More important to the public than how Dan Saban fares in his litigation is the rare, often chilling look that his lawsuit has given into how far Joe Arpaio and his closest aides will go to stomp those who are seen as potential threats.
In this instance, Ruby Norman's e-mail accusing her adopted son, Saban, of rape presented Arpaio with a deliciously unexpected window of political opportunity.
And Chief Hendershott, the sheriff's loyal right-hand man, went for Dan Saban's jugular, and quickly.
At the start of 2004, Joe Arpaio was ready for what pundits figured would be an easy ride to a fourth term.
The ubiquitous sheriff's popularity ratings weren't as high as they'd been, though a solid majority continued to applaud his over-the-top tough-guy persona.

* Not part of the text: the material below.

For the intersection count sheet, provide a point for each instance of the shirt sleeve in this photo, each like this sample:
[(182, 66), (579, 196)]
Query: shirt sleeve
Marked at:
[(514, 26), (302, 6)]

However, segments of the voting public seemed to be tiring of the relentless self-promotion that has marked the 74-year-old ex-narcotic agent's late-blooming gig as "America's Toughest Sheriff."
Also, some Republicans weren't about to forgive Arpaio for endorsing Democrat Janet Napolitano during her wafer-thin win over the GOP's Matt Salmon in 2002.
Other prospective voters seemed turned off by instances of brutality (by sheriff's personnel) inside Arpaio's sprawling county jail system and equally disgusted by the spate of lawsuits, some of them successful to the tune of millions of dollars.
But no one would deny that the sheriff had amassed a skilled team of public-relations mavens that included sworn officers and hired hands with a single-minded mission: keep Arpaio's name forever in the "news" via photo-ops on anything and everything ill-treated animals, a retro chain-gang routine or, more recently, utterances about the evils of illegal immigration.
A mostly pliant local media made their jobs undemanding.
Over at the Mesa Police Department, Commander Dan Saban had put in his retirement papers after 27 years in law enforcement.
Though he wasn't a fancy talker, Saban had won the respect of his peers during a career that included a stint as head of Mesa's SWAT team and, later, as chief of the Gang/Intelligence Unit.